WASHINGTON DC, 20TH SEPTEMBER
Unemployment and how to counter a problem that’s been described as an economic time bomb is a key area of discussion at the IMF and World Bank Spring meetings in Washinton DC.
Let me put this into perspective first.
We’ve seen Obama’s recent shaky moments as he battles with empowering Americans after an economic crisis that stripped the worlds number one state to its bare minimum. And now US unemployment figures remains at about 9%. That is a crisis.
In Kenya, that figure (unemployment) is at 36%. Inflation is at 16.67%, and today, the shilling is at an 17 year low of 96 shillings to the greenback. That is a proper definition of the word disaster.
But we walk and talk as if its business as usual as politics and blinders (in the name of price controls and price caps) balm mass appeal.
We need to wake up to the realities of what this means for our economy.
Where are all the jobs? what is really happening?
Reduced capital flows. The developed world is in trouble. Idealy, they’re usually quite intersted in investing in African economies, but when thigns are thick back home, you consolidate your investments to what you can clearly see. Things have changed, and Sub-Saharan Africa has been caught in the middle of an economic fireball. No one’s got extra disposable income to throw at risky markets. So there’s no dollars in the economy and the little that’s available is being chased to the 96 shillings level.

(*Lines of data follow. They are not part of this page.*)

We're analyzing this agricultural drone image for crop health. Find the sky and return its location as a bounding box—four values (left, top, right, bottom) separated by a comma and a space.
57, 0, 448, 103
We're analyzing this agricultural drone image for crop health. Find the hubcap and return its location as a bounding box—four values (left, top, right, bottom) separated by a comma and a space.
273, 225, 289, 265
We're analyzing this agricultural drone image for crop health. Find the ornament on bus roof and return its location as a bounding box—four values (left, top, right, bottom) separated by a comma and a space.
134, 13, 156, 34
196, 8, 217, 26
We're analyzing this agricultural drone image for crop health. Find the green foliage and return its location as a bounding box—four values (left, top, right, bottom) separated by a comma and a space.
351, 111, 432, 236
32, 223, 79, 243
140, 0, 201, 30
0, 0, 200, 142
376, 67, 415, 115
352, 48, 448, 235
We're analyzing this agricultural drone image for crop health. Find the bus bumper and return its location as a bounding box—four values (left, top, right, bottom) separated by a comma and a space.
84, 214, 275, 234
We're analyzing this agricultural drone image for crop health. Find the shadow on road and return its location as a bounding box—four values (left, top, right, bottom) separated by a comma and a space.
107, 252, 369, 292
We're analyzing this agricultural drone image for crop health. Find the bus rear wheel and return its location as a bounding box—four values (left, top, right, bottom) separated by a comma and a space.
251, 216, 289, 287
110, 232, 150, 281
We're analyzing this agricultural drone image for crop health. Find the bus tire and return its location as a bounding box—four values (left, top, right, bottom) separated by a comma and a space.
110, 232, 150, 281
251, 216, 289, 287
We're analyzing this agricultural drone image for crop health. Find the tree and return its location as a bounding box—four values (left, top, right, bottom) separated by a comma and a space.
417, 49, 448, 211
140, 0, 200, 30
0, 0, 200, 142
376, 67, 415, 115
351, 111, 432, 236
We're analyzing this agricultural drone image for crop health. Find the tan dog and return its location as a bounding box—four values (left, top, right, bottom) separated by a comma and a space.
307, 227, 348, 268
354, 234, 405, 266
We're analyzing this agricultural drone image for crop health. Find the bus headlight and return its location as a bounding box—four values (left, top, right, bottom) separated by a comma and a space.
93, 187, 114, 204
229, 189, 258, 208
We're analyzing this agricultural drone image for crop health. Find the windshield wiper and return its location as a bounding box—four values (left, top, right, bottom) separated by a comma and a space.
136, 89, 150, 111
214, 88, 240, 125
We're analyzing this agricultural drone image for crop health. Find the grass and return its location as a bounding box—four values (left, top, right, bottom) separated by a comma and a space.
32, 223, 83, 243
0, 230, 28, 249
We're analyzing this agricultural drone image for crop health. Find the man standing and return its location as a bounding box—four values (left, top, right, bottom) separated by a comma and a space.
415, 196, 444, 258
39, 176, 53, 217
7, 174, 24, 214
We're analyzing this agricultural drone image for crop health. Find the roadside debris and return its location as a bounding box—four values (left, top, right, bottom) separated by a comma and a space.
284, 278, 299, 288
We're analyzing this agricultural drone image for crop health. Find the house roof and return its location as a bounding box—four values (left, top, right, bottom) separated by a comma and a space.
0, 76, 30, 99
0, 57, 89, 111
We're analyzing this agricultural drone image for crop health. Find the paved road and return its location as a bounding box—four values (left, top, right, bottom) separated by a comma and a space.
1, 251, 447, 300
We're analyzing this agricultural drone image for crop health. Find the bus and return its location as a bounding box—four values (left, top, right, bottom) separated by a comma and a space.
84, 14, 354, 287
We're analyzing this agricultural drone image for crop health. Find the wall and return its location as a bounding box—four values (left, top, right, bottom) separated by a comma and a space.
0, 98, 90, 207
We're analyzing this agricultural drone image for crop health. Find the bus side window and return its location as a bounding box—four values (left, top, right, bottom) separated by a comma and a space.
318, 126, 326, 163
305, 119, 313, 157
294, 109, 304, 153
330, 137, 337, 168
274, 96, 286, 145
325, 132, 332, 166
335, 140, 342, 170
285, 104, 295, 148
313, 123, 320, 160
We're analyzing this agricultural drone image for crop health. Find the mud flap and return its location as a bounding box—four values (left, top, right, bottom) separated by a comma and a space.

Inflation: Sometimes, we don’t really comprehend the extent to which these figures trickle down to a regular citizen. Look at it this way. If you have 100 shillings today, 16 shillings out of it is sucked in by Inflation. It does not exist in real terms, what you actually have in your pocket is about 84 shillings.
So imagine how this impacts your employer? Soon, we will see some companies lay off some employees to cover for loses caused by Inflation. In essence, economists agree that Inflation is the number one cause to unemployment.
There’s more challenges; like international forces such as high fuel prices. But there’s also a large priority issue, as well as a civil society is simply not playing it’s role. It is in times like these that the Civil society must tell us what price control will actually do to this economy. In a situation like ours where there’s no opposition, we need a strong civil service, and clearly this doesn’t exist.
So what will these discussions at the Spring meetings entail?
How will governments be challenged to create jobs?
Are there policies in place that will help encourage growth and create jobs?
The International trade Union says that the IMF gave completely wrong advice to countries to start on fiscal cuts ( meaning budget cuts: that is, more thrifty spending by governments). ITU believes that these cuts saved the jobs of the millionaires- but the big call now is to create jobs for teachers, nurses and construction workers who are the the beating heart of the real economy.
In Kenya, there were no budget cuts, if anything it was an inflated budget. But even more government spending did not create any new jobs. But no one seems to want to address these issues, or is it that no one wants to ask the right questions?